Жизнь шла через пень колоду, члены семейства все больше отдалялись друг от друга, тягостная атмосфера гнетуще действовала даже на Паулуса, на него снова стали накатывать приступы хмурого упрямства. Сильвия иногда жалела собаку и выпускала ее погулять на улицу одну.

Примерно через неделю после снятия с Паулуса территориальных ограничений у калитки появился один из дальних соседей с зажатым в кулаке букетом рудбекий. Сильвия заметила старика из окна, на сердце у нее потеплело. В их округе не принято было ни с того ни с сего дарить цветы. Сильвия поспешила к двери — конечно же, гость остановился в сомнении за калиткой, наверно, испугался бегающего без привязи огромного пса. Сильвия заторопилась по выложенной плитами дорожке навстречу посетителю и остановилась, ошеломленная.

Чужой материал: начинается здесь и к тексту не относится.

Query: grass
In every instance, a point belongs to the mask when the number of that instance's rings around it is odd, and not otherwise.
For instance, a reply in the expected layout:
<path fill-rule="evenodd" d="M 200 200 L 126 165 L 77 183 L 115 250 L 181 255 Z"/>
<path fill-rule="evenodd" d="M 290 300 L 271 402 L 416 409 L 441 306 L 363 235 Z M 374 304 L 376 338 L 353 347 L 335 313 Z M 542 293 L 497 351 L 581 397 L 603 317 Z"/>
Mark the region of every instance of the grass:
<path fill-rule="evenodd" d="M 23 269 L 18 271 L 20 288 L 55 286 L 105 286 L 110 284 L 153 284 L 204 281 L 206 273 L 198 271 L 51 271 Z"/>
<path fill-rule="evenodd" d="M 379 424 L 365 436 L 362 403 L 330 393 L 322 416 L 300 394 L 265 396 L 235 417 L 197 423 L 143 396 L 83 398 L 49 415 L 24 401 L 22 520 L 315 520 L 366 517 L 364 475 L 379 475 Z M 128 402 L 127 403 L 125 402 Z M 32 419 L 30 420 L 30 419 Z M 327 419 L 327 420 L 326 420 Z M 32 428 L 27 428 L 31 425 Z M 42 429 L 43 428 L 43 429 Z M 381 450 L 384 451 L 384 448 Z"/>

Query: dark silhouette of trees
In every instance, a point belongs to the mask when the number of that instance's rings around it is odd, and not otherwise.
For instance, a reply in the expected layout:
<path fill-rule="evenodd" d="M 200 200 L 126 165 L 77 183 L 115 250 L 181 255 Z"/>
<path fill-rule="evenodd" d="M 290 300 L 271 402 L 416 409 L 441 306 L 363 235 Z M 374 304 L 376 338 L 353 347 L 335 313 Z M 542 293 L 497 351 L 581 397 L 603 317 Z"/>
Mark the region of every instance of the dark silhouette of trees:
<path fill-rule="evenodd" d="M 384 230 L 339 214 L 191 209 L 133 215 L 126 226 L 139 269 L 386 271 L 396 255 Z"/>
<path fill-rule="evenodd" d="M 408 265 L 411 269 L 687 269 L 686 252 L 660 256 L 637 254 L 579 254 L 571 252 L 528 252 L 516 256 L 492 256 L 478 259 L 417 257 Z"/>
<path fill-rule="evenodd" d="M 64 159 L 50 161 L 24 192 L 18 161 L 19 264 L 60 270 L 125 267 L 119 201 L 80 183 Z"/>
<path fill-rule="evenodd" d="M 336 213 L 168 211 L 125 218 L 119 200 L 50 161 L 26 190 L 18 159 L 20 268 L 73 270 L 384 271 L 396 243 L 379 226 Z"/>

Старик протянул букет через забор, и укрощенный Паулус жадно пожирал протянутые цветы.

Сильвия растерянно развела руками.

— Вот видите, — произнес старик дрожащим от раздражения голосом. — Это адское отродье сожрало все рудбекии в окрестных садах, мои были последними.

Он повернулся и удалился с достоинством человека, выполнившего свой долг.

Собаку пришлось снова подвергнуть прусскому режиму, пусть хоть совсем облысеет.

И опять баба Майга с Паулусом на поводке ходила дышать воздухом окрестных улиц, но псу послушание надоело по горло — к дьяволу ошейник с шипами, он не позволит, чтобы боль одолела его и подавила в нем радость жизни! Паулус неожиданными резкими скачками кидался на несправедливо наслаждающихся свободой врагов и не раз сбивал с ног тщедушную бабу Майгу в грязь.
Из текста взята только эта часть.